Il y a un côté vivifiant et revigorant qui fait pétiller les neurones!

Martine Bernier

 

 

Depuis un bon bout de temps, je cherchais un logiciel qui pourrait me venir en aide dans une tâche que je me suis fixée: répertorier les rosiers anciens qui vont trouver leur place dans notre futur jardin.
L’exemple de mon guide en la matière, Mme Schusselé, est brillant, elle qui a accompli l’exploit de classer magnifiquement ses multiples fleurs.
Malheureusement, je ne trouvais pas ce que je souhaitais, ma recherche étant compliquée par le fait qu’il me fallait un programme fonctionnant sous Mac Sierra.

J’ai donc recommencé à chercher sans trouver mon bonheur jusqu’au week-end dernier où j’ai découvert un logiciel nommé Numento, s’adaptant autant à mon système qu’à Windows XP.

Ce logiciel de gestion des collections propose deux options majeures: soit d’utiliser des classements de collections pré-définies, soit de créer librement la sienne, personnalisable à volonté.

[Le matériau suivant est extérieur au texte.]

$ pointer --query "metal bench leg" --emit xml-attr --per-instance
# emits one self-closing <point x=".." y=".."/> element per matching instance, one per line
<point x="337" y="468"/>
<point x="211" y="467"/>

C’est la deuxième option que j’ai choisie et je me suis lancée dans la construction de ce que je souhaitais.
Il n’a fallu que quelques minute pour y arriver, et pour obtenir des fiches répondant parfaitement à mes voeu.
Simple, sobre, avec possibilité d’intégrer des photos.

Numento

Numento

J’ai donc désormais deux alliés de poids dans mon organisation: Delicious Library qui existe également pour les deux systèmes,

Delicious Library

Delicious Library

et qui me permet de scanner les codes barres de mes livres et de les retrouver ensuite classés sur des étagères thématiques que j’ai définies, et Numento qui me permettra de garder une trace précise et une fiche signalétique complète des perles du jardin.

Je partage ces trouvailles pour le cas où vous aussi, vous rechercheriez ce genre de choses!